Business

Last roll of the dice?

European Central Bank chief Mario Draghi
European Central Bank chief Mario Draghi

LAST week demonstrated again the extent to which virtually all of the financial markets remain hyper-sensitive to central bank news. Markets initially responded positively to the raft of easing measures announced by the European Central Bank (ECB) following the meeting of its Governing Council on Thursday as what was announced generally exceeded expectations.

The euro fell by over a cent against the US dollar, bond yields moved lower and stocks rallied. But at the subsequent press conference, President Mario Draghi indicated that there was a limit to how far the ECB could go with negative interest rates without having consequences for the banking system. He also said that he did not anticipate any further rate cuts, with any additional easing likely to comprise non-standard measures, such as further expanding the quantitative easing programme.

Draghi’s comments were taken as a clear signal that interest rates have reached a trough which caused the market mood to sour. The euro soared by more than three cents versus the dollar following the ECB President’s comments, touching $1.12 at one stage.

The stock market fell back as it moved into negative territory, while bond yields actually rose on the day. Another sign that rates may have troughed is the recovery of oil and other commodity prices over the past month. Oil rose above $40 a barrel last week and is now well above its January floor.
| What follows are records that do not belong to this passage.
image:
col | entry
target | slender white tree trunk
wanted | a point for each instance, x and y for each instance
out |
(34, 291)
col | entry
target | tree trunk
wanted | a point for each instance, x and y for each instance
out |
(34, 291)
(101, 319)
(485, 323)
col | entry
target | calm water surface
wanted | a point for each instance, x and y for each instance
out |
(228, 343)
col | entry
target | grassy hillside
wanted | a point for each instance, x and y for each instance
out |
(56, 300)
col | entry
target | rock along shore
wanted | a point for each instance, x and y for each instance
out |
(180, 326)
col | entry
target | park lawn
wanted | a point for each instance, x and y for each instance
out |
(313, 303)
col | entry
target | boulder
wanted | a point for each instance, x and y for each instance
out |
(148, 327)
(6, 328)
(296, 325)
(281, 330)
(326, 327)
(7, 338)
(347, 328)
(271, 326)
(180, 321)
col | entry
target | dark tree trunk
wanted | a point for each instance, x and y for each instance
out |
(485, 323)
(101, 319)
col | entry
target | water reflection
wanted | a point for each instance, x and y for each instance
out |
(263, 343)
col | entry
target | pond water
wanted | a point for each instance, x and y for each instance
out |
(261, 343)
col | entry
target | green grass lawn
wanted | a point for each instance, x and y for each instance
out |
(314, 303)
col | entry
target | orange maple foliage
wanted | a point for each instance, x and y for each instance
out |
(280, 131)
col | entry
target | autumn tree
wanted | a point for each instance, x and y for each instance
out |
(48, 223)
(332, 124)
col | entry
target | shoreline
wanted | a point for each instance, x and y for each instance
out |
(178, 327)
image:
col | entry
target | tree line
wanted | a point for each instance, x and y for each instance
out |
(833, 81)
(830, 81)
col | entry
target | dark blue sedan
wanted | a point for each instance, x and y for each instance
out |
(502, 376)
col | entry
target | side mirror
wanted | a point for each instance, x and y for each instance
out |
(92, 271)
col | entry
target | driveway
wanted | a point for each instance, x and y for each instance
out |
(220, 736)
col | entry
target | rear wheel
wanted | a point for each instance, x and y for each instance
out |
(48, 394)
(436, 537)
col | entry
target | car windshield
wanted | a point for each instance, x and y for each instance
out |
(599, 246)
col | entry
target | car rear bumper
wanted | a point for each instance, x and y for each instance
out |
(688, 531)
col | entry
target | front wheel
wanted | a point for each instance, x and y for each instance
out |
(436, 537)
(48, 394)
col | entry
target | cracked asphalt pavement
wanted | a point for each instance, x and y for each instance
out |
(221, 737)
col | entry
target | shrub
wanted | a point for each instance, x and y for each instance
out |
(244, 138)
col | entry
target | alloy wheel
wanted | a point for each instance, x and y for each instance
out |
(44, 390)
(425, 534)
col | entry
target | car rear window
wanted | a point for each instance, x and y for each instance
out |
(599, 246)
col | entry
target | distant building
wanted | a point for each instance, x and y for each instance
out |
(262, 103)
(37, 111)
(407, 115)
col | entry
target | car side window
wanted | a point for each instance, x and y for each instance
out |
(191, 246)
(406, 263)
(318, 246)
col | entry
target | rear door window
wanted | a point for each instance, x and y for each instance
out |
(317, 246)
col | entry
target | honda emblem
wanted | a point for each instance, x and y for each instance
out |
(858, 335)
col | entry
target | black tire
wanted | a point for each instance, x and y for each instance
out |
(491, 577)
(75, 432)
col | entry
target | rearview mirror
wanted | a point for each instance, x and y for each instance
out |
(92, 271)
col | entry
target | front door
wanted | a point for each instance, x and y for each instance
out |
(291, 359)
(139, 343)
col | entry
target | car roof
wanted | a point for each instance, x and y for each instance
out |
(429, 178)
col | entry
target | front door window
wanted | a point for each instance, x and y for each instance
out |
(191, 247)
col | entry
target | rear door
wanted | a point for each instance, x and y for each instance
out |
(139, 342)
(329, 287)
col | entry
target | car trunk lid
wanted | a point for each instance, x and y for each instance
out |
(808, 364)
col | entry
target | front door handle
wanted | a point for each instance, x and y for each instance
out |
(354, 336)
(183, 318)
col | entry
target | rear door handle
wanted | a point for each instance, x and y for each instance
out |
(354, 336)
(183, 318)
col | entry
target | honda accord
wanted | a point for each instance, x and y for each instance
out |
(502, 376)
Sticking with central banks, the main focus this week will be the meeting of the US Federal Reserve’s monetary policy committee. The December economic projections from the Federal Open Market Committee (FOMC) suggested that we would see four 0.25 per cent US interest rate hikes this year. Since then, the Fed has adopted a less hawkish tone, with its January meeting statement highlighting increased global risks, though the economic assessment remained generally positive.

Recent Fed comments have suggested that the FOMC is keeping its options open. The financial markets are not pricing in any rate hike for this week. Indeed, they do not expect another 0.25 per cent hike until towards the end of the year.

Meanwhile, closer to home, the Bank of England also meets this week. The market consensus is that we will see another unanimous decision to keep policy on hold, in part due to very weak inflation. Furthermore, the meeting minutes are likely to reinforce the view that the Bank is still some way off starting to tighten policy.

With regard to fiscal policy, Chancellor George Osborne announces his Budget tomorrow. The main focus from a data point of view will be on the labour market. Earnings growth has slowed since the middle of last year, but it is expected to edge up slightly in January to 2 per cent. However, this is unlikely to do much to change the central bank’s assessment that wage growth is “below rates consistent with meeting the inflation target”.